Deion Sanders is cancer-free, and he wants every working man in America to know it — because nobody else is going to sound the alarm for you.

A year after robotic surgery removed his cancerous bladder and rebuilt the organ using part of his intestine, the University of Colorado football coach told the Associated Press plainly: "I consider myself cancer-free." The story that should be front-page news — a man beating a "very high risk" malignant tumor through faith, fight, and cutting-edge medicine — got a seven-minute write-up from the Washington Post and a standard wire dispatch from the AP. Neither outlet lingered on what Sanders actually represents: a Christian role model who refused to sit in a hospital having a "pity party" and instead got back on the field.

The Fight

This time last year, Sanders was walking his own property carrying "a bag of blood and also urine and trying to get back," as he told the AP. A routine CT scan had found a mass on his bladder. Dr. Janet Kukreja, director of urologic oncology at the CU Cancer Center, diagnosed a malignant tumor that hadn't yet reached the muscle layer but carried a 50-50 chance of recurring or progressing. Those are the kind of odds that break people. Sanders chose the fight.

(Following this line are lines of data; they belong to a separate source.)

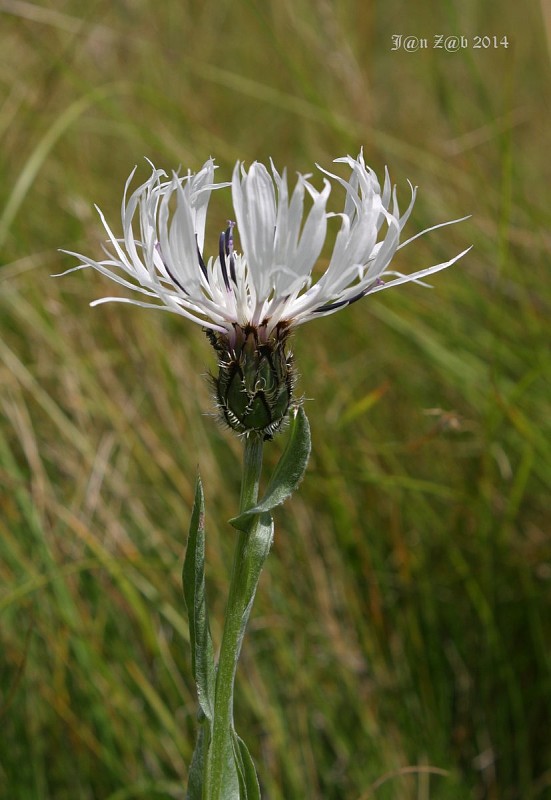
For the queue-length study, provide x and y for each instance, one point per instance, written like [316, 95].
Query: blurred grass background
[399, 645]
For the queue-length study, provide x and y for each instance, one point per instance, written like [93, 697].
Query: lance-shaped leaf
[246, 772]
[193, 578]
[288, 472]
[196, 769]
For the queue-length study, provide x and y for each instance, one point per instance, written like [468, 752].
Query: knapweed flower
[249, 301]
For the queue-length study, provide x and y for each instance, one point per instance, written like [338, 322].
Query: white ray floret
[270, 282]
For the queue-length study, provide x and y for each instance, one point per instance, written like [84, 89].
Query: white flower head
[250, 300]
[270, 282]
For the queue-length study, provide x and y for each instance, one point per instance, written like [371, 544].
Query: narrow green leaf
[196, 768]
[288, 473]
[249, 788]
[193, 579]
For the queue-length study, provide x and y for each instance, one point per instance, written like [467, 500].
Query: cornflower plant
[249, 302]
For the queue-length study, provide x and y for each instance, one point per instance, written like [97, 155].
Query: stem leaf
[196, 769]
[249, 788]
[193, 579]
[288, 472]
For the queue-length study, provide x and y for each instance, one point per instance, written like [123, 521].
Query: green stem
[250, 554]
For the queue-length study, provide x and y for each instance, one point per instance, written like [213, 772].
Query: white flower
[269, 285]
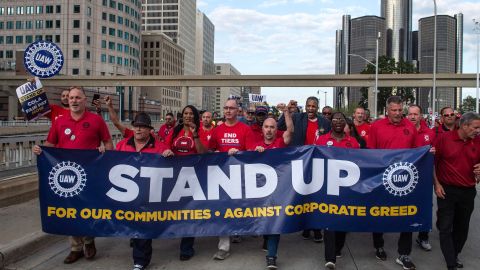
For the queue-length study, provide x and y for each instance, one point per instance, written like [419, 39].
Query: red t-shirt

He underwent a robotic radical cystectomy — full removal of the cancerous bladder — performed by Kukreja using the Intuitive Da Vinci System, one of a small group of surgeons in the country who do the procedure robotically. The system is less invasive, cuts hospital stays, and speeds recovery. Sanders called it his "time machine."

"It got me back in the game, got me back on my feet and got me out of the darn hospital and back into the normalcy of my life," Sanders said. "I'm here to let people know there's another option if you need surgery."

The Stakes for Ordinary Men

Sanders missed football camps last summer during treatment. Colorado finished 3-9. This summer he's back, fitter and more energetic, overseeing offseason workouts. He turns 59 later this summer and says he feels like his younger self.

"If I pull my shirt up, I'm not scarred, it's not flawed. I'm not embarrassed by anything that transpired. I'm elated by everything that transpired," Sanders said.

The man called it a blessing and said he'd "be a fool" not to sound the alarm for other men. That's what Men's Health Awareness Month is supposed to be about — not corporate platitudes, but one man telling another: get checked, know your options, fight for your time. Sanders put it as plainly as it gets: "We never know how much we get."

The Post buried the significance. The AP played it straight but kept it clinical. What Sanders is actually doing is modeling something the establishment press can't stand — a man who credits God, credits his doctors, credits his own grit, and then goes back to work. No victimhood. No despair. Just a man who walked out of the hospital and back onto the field.

The open question: how many men will hear him, and how many will never know this story ran at all?